Her beşer sırlıdır, her beşerin sırları vardır ve aslında olması da gerekir. Sırları olan insan büyük yalanlar söyleyemez, sırları olan insan kimseyi yargılayamaz, yadsıyamaz, sırları olan insan kimseyi kendinden aşağı göremez, sırları olan insanın ruhu tıpkı bir okyanus gibi birçok esrarlı ve keşfedilmemiş güzelliği de içinde barındırır. Sırlarla sırlanmış hayat aynası, bir an gelir bütün gerçekleri sadece aynanın gerçek sahibine yansıtır. Sırlarla sırlanmış aynanın sahibi yeri gelince ortaya çıkardığı veya aşikâr ettiği aynasının sırlarını yine kendi ruh dünyasında sırlayarak, ruhunun en kuytularına kaldırır. Sırlar bir nevi simyadır. Sırlar insanın ruh dünyasını rengârenk boyar ve ayrı bir değer katar.
Sır deyince akla daha çok gizem veya bir günah gelir. Oysa sır ruhta mucizevî bir dönüşüm başlatabilen tılsımlı bir güçtür. Sır, bazen hayat içinde insan aklının yetmediği birçok şeydir. Doğa sırlıdır mesela, insan yaratılışı sırlıdır, insan sırlıdır, insan ruhu kat be kat sırlıdır, kâinat sırlıdır. En güzel, en muhteşem sır ise yaratıcıdır. Sır hem gizemi, hem hayali, hem bir ideali, bazen bir düşünceyi bazen de biraz günahı, miktarsızca sevabı içinde barındırır. Misal, kimselere söylemeden yaptığımız iyilikler, kimselere söylemeden yaşadığımız ve yaşattığımız kimi güzel kimi ürküten duygular, kimi zaman da heyecan veren anlar.
Sırlarımdan bir gizli bahçe keşfettim ruhumun derinliklerinde. O sırlarla dolu gizli bahçede, yaşamak istediğim, yaşatmak istediğim ne varsa sevabıyla, günahıyla bana ait olan her şeyi bir yudum kahveyi yudumlarken düşündüm. Kahvemi yudumlarken, sırlarımı da yudumladım. Yudumladığım sırlarım gönlüme ayrı bir huzur, ayrı bir haz ve ayrı bir ferahlık verirken, kahvemin telveleri sayısınca sırlarım olduğunu hayal ettim, sırlarımın bana hınzırca gülümsediğini ve göz kırptığını fark ettim.
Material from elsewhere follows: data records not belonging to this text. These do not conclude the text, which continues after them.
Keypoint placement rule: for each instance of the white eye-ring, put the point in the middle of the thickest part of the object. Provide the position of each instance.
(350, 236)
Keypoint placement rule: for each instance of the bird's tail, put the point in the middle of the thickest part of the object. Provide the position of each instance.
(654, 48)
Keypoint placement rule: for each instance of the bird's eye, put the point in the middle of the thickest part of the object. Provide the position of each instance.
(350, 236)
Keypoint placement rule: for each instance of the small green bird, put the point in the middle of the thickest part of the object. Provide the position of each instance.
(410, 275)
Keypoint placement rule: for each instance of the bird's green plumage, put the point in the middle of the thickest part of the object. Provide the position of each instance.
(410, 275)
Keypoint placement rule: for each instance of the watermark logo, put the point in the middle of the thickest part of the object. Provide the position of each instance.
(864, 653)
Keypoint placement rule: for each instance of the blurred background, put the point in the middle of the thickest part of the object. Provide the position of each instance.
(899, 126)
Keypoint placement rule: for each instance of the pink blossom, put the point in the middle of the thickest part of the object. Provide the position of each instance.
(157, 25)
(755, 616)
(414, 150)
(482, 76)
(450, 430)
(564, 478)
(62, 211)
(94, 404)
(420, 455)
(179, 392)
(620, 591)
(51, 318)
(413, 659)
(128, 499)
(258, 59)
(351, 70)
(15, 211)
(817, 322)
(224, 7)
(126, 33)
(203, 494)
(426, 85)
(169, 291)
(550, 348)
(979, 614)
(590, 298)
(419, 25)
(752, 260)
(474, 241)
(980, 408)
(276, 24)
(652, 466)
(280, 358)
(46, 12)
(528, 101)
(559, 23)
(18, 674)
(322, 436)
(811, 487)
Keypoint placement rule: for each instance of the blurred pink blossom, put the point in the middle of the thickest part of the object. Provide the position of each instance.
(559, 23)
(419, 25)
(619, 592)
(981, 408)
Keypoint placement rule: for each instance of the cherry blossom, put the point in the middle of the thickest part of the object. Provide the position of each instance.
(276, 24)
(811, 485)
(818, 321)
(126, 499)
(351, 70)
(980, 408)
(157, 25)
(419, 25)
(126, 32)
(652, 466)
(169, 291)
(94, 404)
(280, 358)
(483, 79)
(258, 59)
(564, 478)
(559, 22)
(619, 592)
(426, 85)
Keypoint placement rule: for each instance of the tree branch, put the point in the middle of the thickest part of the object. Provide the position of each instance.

Sırlarla örülü bahçemin sırlarla çevrili sınırlarında, renk renk ayrı birer çiçek gibi sırlarımın hem ayrı ayrı hem de birlikte çok güzel olduğunu gördüm. Ruhumun olgunlaşmaya başladığı şu dönemlerimde sırlarım bana ayrı bir dünya sunuyor, ayrı bir ahenk veriyor, ruhumun katmanlarında bir meltem gibi esiyor, beraberinde ise bir dinginlik ve sakinlik getiriyor. Sırlarım bedenim yaş alırken, ruhuma bir gençlik ve dinçlik sunuyor. Sırlarımla sırlanmış bahçedeki aynama bakınca gördüğüm şey beni farklı ama bir o kadar da büyülü âlemlere götürüyor.
O büyülü âlemlerde sanki insanlığın asırlarca aradığı şifreyi bulacakmışım gibi geliyor, insanlığın tüm acılarına çare olacakmışım gibi geliyor.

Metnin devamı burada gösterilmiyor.